Eventually, out of nowhere, men in uniforms appeared. The men holding the group tried to convince them that the men in uniforms were militia and that they should escape with them. It was untrue. The uniformed men explained that they were the police, and that they were here to free the survivors.  

A safe haven

Edana was taken to a nearby town, where the UNHCR (United Nations refugee agency) made an assessment. It was then that she was admitted to the safe house. 

In Eastern Sudan, the British Red Cross works with the Sudanese Red Crescent, the Danish Red Cross and the Trauma Centre at Ahfad University for Women on a programme designed to help those who have been subjected to the sorts of traumas Edana and the rest of the group experienced. The programme is made possible thanks to funds raised by players of People’s Postcode Lottery. 

The programme aims to help people who have been trafficked to regain their sense of wellbeing, dignity and safety. Led by Sudanese Red Crescent Society volunteers, it provides support to refugees in reception centres on the border, and in camps where refugees live. The project aims to reach more than 25,000 women and children directly over the course of two years. 

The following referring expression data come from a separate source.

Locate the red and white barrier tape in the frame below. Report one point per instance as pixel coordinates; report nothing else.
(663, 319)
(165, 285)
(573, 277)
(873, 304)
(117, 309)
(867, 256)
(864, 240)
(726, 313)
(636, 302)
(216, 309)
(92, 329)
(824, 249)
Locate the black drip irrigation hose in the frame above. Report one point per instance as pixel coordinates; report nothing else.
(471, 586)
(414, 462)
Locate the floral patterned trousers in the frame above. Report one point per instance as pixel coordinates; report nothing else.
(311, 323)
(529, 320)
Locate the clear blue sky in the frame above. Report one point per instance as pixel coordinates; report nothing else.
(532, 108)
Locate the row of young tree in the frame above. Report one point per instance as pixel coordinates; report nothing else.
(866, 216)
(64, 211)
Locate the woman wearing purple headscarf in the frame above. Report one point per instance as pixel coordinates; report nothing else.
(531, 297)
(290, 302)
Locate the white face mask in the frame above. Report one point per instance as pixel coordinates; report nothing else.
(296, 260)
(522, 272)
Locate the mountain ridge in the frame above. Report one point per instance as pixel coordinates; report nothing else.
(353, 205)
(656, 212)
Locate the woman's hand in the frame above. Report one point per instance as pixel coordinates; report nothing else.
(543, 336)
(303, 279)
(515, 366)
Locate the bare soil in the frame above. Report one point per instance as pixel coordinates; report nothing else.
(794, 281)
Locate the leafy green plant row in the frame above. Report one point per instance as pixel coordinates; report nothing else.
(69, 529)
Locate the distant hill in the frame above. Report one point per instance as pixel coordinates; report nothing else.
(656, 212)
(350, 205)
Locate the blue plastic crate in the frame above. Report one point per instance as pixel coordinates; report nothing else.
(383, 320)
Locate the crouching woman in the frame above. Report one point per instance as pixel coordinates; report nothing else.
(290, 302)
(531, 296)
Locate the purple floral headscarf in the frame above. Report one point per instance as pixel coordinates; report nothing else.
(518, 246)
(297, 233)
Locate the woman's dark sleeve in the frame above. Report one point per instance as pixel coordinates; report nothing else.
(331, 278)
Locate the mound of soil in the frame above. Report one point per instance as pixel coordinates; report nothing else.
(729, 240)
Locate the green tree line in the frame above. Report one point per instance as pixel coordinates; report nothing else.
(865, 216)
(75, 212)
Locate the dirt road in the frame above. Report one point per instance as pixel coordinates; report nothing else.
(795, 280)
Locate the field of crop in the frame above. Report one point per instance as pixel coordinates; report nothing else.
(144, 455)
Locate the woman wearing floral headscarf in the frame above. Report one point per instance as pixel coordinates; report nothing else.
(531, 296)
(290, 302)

The safe house is a part of the programme run by female Sudanese Red Crescent staff and volunteers. Here, survivors can access temporary accommodation, and practical and emotional support while they recuperate and begin to heal from their trauma.

Learning to trust again

After everything she had been through, Edana was exhausted and could do nothing but sleep for days. Even though she was told that she was safe, she couldn’t be entirely sure after everything that had happened. How could she trust again?

But slowly, she began to feel more comfortable. 

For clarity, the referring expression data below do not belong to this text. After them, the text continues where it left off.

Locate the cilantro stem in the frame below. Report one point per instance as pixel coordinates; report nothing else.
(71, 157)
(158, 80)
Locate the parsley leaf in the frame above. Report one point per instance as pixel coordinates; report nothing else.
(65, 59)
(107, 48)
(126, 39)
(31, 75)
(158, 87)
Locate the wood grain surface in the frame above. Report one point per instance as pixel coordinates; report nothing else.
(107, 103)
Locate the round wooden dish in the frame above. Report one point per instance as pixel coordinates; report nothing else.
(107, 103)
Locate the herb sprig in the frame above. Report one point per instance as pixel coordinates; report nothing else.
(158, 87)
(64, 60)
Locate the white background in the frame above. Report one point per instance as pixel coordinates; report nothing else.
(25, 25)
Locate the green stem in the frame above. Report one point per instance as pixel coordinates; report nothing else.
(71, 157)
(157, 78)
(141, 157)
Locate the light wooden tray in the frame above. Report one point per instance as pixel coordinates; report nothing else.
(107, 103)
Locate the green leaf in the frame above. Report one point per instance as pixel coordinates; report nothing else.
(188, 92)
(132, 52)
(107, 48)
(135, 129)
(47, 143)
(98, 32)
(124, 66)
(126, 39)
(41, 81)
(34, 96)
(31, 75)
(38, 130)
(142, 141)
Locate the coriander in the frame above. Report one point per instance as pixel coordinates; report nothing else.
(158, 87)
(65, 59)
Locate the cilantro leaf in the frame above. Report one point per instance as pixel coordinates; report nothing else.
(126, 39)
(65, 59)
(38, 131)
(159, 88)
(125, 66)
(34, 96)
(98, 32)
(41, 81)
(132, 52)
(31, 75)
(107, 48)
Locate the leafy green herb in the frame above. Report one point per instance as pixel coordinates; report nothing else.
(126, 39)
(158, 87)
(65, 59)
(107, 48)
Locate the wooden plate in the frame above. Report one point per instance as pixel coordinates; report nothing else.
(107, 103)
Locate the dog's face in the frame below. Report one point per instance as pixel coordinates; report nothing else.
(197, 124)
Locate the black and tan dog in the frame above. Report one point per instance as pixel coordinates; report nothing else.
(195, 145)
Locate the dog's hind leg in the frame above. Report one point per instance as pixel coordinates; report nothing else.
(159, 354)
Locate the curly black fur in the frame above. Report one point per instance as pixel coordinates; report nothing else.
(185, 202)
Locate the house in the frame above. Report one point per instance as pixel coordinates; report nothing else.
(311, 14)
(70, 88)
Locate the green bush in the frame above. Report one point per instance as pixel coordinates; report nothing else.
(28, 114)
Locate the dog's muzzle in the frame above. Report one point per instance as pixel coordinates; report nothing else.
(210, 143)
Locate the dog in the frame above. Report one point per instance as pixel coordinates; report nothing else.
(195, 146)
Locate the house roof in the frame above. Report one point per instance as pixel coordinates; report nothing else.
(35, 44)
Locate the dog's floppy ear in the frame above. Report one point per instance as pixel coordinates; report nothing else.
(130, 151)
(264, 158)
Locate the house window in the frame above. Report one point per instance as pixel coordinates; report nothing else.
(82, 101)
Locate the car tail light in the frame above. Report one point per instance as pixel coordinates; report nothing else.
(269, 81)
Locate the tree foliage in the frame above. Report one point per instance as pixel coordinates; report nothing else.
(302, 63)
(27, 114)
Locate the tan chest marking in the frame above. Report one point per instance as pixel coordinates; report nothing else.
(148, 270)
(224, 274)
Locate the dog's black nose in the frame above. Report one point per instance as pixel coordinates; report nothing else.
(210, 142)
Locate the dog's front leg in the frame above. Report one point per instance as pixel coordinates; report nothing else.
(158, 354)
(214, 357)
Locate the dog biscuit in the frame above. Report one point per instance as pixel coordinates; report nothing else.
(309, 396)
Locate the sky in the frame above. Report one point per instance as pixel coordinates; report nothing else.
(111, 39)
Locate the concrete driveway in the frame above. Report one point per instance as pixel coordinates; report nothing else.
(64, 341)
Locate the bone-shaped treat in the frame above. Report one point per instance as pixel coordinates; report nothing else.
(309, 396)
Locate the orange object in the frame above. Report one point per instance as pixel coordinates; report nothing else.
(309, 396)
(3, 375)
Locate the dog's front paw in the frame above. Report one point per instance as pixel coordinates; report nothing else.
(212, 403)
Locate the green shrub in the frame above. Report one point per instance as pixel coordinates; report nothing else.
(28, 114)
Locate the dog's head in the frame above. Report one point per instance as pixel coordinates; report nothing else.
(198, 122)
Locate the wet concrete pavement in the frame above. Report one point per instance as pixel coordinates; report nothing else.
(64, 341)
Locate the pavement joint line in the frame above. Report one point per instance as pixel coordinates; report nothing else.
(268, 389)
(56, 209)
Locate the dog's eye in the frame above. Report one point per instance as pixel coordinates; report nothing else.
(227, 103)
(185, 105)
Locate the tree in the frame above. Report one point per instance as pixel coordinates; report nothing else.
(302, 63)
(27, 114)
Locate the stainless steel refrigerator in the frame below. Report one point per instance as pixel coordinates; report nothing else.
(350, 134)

“After speaking to the social workers and some of the other residents, I started to open up a bit; I felt safe,” she says. 

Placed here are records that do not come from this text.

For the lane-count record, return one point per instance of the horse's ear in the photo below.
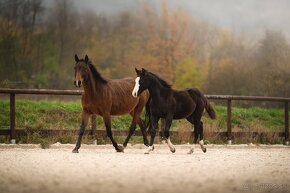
(76, 58)
(137, 71)
(144, 71)
(86, 59)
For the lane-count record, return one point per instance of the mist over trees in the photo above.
(37, 47)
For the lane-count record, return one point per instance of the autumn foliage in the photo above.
(37, 46)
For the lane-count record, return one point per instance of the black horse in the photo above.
(172, 104)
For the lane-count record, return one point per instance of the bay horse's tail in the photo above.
(209, 109)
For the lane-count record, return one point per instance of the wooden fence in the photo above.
(229, 98)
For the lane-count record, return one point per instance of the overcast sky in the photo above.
(238, 15)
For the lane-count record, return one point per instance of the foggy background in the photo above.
(222, 47)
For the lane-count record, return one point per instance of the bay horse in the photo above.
(106, 97)
(172, 104)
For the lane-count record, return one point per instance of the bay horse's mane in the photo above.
(162, 82)
(98, 77)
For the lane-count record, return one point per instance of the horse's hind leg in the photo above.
(153, 125)
(143, 131)
(107, 121)
(198, 131)
(85, 118)
(201, 143)
(131, 129)
(168, 122)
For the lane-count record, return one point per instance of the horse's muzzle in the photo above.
(78, 83)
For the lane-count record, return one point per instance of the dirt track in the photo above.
(27, 168)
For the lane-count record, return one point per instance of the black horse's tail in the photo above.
(209, 109)
(147, 113)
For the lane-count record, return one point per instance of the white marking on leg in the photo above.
(136, 87)
(191, 150)
(201, 143)
(170, 145)
(150, 148)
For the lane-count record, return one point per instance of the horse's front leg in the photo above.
(107, 121)
(153, 125)
(85, 118)
(168, 122)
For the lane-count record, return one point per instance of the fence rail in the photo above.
(228, 98)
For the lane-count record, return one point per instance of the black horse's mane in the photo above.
(98, 77)
(162, 82)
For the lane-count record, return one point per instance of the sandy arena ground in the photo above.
(236, 168)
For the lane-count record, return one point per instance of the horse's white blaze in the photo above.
(136, 87)
(170, 145)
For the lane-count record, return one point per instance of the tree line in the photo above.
(37, 45)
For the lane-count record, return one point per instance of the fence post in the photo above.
(12, 118)
(286, 123)
(94, 126)
(229, 121)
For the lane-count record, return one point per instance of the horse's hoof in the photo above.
(150, 148)
(120, 149)
(172, 150)
(190, 151)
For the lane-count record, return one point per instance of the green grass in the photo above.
(31, 115)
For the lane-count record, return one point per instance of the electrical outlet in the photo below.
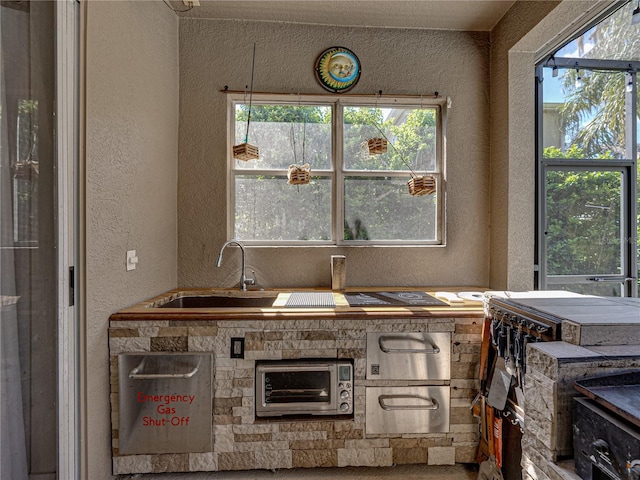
(237, 347)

At the safe house, Edana had food that was like the food she would make at home, and a doctor from the Sudanese Red Crescent Society was on hand if she needed one.

A while after arriving at the safe house, Edana began to take part in some of the activities offered to residents, including computer skills training and tailoring. 

"I really liked doing the English classes as it gave me some more confidence; I even tried leading the class on some days", she says.

For Edana, the road to recovery had begun. When she eventually felt she was ready and able to begin to rebuild her life, the UNHCR were able to help resettle her in another country. 

"Now I am ready for the next steps in my life", she says.

Ongoing work at the safe house

Sadly, Edana won’t be the last person to face violence on the migratory route. According to the United Nations High Commissioner for Refugees, 67 per cent of identified human trafficking cases of women and girls in Kassala, Eastern Sudan, are survivors of sexual violence. It is also reported that 87 per cent of women and girls in Sudan have endured some form of FGM.

“Tragically, the experiences of women like Edana are all too common in this part of Sudan,” says Marina Tondo, humanitarian sexual and gender-based violence advisor for the British Red Cross.

“Our project comes at a critical and pivotal time for women and girls in Sudan and is being led by our amazing team of Sudanese women. Through their vital work, women and girls along the migratory route in Eastern Sudan will have their dignity, rights, and protection needs met, and be empowered to make informed decisions and experience safer migration paths. This life-changing programme is possible thanks to funds raised by players of People’s Postcode Lottery.”